Other revenues were $1.1 million during the nine months ended September 30, 2013 as compared to $4.0 million during the nine months ended September 30, 2012. The decrease is partially the result of a decrease in rental income from our drilling rig, which we sold during the third quarter of 2013. In addition, the third quarter of 2012 reflects $2.0 million in sales of prospects.
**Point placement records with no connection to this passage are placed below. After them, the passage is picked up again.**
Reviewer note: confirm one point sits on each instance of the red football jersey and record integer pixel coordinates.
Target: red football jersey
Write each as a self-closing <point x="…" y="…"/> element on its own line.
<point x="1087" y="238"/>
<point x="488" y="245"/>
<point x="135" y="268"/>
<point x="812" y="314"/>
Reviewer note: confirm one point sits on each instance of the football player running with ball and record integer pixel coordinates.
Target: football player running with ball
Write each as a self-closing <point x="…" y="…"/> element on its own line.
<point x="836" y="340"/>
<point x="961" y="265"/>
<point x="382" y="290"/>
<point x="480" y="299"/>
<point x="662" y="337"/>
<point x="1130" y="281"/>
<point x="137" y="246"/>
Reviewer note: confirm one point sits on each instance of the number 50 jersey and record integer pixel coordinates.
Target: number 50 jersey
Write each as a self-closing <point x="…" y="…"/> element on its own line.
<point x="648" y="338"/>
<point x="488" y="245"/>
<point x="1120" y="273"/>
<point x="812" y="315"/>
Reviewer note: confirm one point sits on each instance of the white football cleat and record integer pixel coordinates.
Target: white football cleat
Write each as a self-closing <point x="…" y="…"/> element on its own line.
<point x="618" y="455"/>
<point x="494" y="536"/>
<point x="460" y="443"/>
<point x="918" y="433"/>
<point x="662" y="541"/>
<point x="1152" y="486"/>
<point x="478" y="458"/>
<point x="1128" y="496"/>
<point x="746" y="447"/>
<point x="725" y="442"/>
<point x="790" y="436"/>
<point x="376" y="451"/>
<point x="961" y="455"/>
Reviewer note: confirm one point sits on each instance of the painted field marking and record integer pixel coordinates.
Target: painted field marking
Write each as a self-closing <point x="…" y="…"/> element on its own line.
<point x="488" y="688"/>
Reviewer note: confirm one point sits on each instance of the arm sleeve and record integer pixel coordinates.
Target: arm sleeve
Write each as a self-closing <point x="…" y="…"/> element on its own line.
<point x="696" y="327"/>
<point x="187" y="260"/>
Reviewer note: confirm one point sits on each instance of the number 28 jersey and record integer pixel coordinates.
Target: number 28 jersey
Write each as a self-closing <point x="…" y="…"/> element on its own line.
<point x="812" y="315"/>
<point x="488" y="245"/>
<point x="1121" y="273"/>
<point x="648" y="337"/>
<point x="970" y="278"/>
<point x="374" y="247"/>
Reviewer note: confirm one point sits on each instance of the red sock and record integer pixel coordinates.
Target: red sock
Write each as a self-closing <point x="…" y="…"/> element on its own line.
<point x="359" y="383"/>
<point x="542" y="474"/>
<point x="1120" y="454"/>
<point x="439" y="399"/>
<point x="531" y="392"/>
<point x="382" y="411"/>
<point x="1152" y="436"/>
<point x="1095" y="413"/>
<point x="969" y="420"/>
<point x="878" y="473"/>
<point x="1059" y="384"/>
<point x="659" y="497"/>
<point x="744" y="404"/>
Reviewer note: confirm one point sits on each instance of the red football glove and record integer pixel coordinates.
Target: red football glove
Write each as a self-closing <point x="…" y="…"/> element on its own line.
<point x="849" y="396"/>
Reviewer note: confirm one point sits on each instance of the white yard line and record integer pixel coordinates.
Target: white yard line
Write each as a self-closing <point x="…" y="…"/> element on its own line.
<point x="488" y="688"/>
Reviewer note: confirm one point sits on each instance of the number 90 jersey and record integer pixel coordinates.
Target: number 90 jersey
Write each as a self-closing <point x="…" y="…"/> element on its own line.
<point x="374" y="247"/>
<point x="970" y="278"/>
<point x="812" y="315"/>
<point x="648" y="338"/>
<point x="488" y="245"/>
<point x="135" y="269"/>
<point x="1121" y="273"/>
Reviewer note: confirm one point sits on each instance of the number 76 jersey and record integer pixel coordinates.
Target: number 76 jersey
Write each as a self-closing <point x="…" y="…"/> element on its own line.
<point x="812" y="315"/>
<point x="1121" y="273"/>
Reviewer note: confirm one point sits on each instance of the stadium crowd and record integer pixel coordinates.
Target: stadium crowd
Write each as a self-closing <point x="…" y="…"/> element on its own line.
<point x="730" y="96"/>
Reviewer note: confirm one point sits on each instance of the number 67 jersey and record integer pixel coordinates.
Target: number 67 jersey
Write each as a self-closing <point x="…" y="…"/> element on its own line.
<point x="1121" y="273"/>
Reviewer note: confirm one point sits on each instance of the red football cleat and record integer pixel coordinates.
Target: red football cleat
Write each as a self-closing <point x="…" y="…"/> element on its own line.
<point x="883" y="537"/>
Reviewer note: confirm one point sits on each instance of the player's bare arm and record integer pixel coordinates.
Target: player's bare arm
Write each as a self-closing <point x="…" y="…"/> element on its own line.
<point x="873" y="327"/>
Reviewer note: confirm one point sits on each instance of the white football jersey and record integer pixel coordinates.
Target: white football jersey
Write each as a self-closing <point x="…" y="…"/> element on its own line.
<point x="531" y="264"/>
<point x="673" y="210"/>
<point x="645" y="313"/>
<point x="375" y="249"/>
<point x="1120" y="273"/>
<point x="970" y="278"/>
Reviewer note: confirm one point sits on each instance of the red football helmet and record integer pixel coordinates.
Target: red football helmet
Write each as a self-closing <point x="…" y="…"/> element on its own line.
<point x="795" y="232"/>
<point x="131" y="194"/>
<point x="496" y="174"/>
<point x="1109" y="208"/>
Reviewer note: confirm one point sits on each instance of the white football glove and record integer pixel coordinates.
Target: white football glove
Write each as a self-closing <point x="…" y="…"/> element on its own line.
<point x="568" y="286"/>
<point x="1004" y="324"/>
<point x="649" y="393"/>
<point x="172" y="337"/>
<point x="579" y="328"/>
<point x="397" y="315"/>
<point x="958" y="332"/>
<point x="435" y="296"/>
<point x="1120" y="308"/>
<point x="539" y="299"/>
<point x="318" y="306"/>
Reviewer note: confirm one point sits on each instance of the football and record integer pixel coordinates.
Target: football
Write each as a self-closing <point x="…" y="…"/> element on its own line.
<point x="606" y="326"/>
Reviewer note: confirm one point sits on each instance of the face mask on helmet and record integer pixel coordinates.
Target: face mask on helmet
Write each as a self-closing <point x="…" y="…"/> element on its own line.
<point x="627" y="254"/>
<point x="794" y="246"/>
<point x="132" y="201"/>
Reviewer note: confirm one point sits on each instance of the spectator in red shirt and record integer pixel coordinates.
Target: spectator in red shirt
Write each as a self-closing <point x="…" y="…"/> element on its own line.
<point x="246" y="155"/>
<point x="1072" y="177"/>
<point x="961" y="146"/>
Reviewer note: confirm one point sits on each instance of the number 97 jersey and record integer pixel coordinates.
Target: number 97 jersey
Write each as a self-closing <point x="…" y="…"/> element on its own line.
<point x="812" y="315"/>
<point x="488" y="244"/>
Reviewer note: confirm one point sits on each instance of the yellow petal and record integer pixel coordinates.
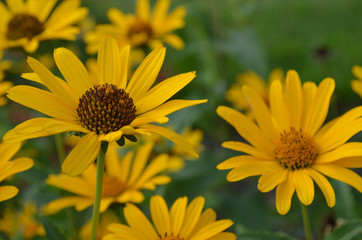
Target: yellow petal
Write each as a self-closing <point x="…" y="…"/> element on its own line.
<point x="261" y="113"/>
<point x="146" y="74"/>
<point x="324" y="185"/>
<point x="7" y="192"/>
<point x="294" y="98"/>
<point x="172" y="136"/>
<point x="319" y="109"/>
<point x="42" y="101"/>
<point x="108" y="62"/>
<point x="246" y="128"/>
<point x="284" y="194"/>
<point x="340" y="173"/>
<point x="304" y="186"/>
<point x="82" y="155"/>
<point x="272" y="178"/>
<point x="177" y="214"/>
<point x="73" y="70"/>
<point x="138" y="221"/>
<point x="162" y="92"/>
<point x="160" y="215"/>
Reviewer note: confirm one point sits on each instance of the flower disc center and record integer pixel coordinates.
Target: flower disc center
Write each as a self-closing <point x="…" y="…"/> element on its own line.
<point x="295" y="150"/>
<point x="105" y="108"/>
<point x="23" y="25"/>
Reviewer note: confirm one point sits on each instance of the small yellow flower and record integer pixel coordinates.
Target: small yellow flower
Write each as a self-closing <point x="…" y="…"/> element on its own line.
<point x="357" y="84"/>
<point x="25" y="223"/>
<point x="9" y="168"/>
<point x="289" y="148"/>
<point x="143" y="28"/>
<point x="181" y="222"/>
<point x="123" y="180"/>
<point x="107" y="110"/>
<point x="235" y="93"/>
<point x="26" y="23"/>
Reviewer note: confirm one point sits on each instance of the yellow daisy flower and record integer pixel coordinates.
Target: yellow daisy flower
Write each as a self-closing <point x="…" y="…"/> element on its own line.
<point x="9" y="168"/>
<point x="124" y="107"/>
<point x="143" y="28"/>
<point x="235" y="93"/>
<point x="12" y="224"/>
<point x="26" y="23"/>
<point x="181" y="222"/>
<point x="289" y="148"/>
<point x="123" y="180"/>
<point x="357" y="84"/>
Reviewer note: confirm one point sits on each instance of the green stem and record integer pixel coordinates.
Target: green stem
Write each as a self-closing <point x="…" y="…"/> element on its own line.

Unrealized loss — oil and natural gas derivative contracts was $20.4 million during the nine months ended September 30, 2013 as compared to $19.9 million during the same period in 2012. The fluctuation from period to period is due to the volatility of oil and natural gas prices and changes in our outstanding hedging contracts during these periods.
Expenses
Lease and plant operating expense increased $0.9 million in the first nine months in 2013 as compared to the corresponding period in 2012, from $50.8 million to $51.7 million, primarily due to an increase is chemical usage, field services, rental equipment and repairs and maintenance totaling $6.3 million. This is primarily due to higher costs incurred on liquids-rich assets. This increase was partially offset by a decrease in marketing and gathering fees of $3.3 million, lower overhead and insurance costs of $1.7 million, and a decrease in compression and salt water disposal costs totaling $0.6 million. The marketing and gathering decrease is primarily due to lower production in our Hilltop field. On a unit basis, lease and plant operating expense increased from $11.01 per BOE to $11.65 per BOE for the nine months ended September 30, 2012 and 2013, respectively.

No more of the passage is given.